I have had nepenthes in with my creeks for over 2 years, the parents don't even go neer the pitchers at all. And have never found any tads in them? At one point there were 7 tads that had been transported and I could only find one of them? I cut off all the pitchers and checked and no tads? After that I just left it be. I will tell you that the older pitchers on there way out are quite smelly and full of dead ffs and springs.


----------



## roberthvalera (Jun 9, 2006)

ever poured out the goo from a nepenthes pitcher? Its just as thick as syrup sometimes.


----------



## Frogtofall (Feb 16, 2006)

There is a guy on here named Andy (nycfreeride) who has a very large display tank that was full of imis and auratus. He said that his imis raised tads in the pitchers no problem.

You should be able to find his awesome display viv in the Member's section if you search for it.


----------



## froglet (May 18, 2005)

Disturbing
http://www.youtube.com/watch?v=MhcOYgCJK4o


----------



## brooklyndartfrogs (Nov 19, 2005)

Frogtofall said:


> There is a guy on here named Andy (nycfreeride) who has a very large display tank that was full of imis and auratus. He said that his imis raised tads in the pitchers no problem.
> 
> You should be able to find his awesome display viv in the Member's section if you search for it.
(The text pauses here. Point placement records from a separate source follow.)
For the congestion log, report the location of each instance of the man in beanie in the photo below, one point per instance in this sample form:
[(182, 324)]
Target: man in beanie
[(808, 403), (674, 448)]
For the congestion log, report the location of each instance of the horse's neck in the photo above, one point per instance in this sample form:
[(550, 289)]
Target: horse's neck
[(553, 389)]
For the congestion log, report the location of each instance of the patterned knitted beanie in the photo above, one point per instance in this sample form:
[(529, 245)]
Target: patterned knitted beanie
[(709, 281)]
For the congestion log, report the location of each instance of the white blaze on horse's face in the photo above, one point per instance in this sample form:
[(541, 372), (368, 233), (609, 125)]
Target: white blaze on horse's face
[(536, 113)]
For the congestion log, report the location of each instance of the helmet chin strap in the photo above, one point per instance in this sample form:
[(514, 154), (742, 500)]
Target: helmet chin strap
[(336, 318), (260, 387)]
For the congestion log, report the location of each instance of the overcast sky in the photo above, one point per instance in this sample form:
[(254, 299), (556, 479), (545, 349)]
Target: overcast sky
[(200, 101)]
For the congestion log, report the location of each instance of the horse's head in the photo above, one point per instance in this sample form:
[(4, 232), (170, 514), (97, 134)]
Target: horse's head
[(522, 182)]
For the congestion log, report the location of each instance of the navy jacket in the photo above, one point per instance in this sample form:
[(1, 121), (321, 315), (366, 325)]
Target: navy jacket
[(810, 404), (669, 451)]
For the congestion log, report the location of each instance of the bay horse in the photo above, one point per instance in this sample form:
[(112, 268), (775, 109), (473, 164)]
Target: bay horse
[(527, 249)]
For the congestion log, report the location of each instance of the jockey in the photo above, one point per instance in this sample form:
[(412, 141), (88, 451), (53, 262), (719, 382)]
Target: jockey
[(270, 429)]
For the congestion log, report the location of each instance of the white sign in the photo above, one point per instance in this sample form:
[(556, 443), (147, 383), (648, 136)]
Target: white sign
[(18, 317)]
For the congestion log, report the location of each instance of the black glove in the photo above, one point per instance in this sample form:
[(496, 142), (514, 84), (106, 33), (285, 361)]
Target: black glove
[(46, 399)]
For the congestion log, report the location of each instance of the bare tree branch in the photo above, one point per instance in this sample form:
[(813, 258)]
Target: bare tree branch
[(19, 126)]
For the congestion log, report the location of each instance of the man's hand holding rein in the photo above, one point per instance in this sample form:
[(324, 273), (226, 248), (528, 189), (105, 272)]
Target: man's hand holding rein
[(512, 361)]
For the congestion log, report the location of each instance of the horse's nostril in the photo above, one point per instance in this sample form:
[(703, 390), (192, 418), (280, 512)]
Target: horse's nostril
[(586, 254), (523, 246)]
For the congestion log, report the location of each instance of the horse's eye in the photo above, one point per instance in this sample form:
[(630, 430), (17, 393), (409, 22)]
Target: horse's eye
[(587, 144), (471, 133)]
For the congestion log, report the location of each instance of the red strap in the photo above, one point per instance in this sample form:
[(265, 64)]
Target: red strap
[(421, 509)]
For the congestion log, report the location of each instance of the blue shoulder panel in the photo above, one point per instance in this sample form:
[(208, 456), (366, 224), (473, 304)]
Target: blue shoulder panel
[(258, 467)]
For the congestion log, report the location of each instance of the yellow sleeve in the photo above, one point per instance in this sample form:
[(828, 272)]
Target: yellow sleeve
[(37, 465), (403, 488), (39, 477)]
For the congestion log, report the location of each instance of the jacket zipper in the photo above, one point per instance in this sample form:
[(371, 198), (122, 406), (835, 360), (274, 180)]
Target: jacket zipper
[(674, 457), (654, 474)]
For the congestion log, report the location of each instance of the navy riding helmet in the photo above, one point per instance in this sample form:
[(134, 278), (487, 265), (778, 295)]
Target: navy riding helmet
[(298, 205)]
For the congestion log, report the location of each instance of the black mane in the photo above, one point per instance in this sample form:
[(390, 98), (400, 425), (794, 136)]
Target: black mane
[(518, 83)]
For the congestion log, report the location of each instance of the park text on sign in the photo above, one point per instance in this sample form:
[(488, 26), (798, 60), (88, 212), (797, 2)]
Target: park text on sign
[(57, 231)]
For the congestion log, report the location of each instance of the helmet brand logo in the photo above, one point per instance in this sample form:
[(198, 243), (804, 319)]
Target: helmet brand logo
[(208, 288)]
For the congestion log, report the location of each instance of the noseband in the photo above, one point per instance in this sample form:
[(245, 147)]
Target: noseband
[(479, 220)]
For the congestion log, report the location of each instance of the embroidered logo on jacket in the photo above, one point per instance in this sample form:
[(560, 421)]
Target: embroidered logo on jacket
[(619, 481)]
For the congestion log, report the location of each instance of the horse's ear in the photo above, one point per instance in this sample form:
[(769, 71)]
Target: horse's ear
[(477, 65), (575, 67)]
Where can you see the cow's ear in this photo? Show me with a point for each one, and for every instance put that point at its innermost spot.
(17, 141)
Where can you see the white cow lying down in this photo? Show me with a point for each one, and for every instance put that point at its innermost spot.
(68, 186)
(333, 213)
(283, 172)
Yeah the Imis love the pitchers, I had a group of five about two years ago but lost all of them. They were eaten by the two Coqui frogs that I put in the viv not thinking that they would bother them but not true. Those buggers are like piranha! They have since been moved to a separate tank and loving it. I have recently purchased another group of five and low and behold they have started to breed, I found a tad in one of the pitchers already!
The viv has changed alot over the years due to over growth and swapping of plants so I'll try and put a new set of photos up.
Andy


----------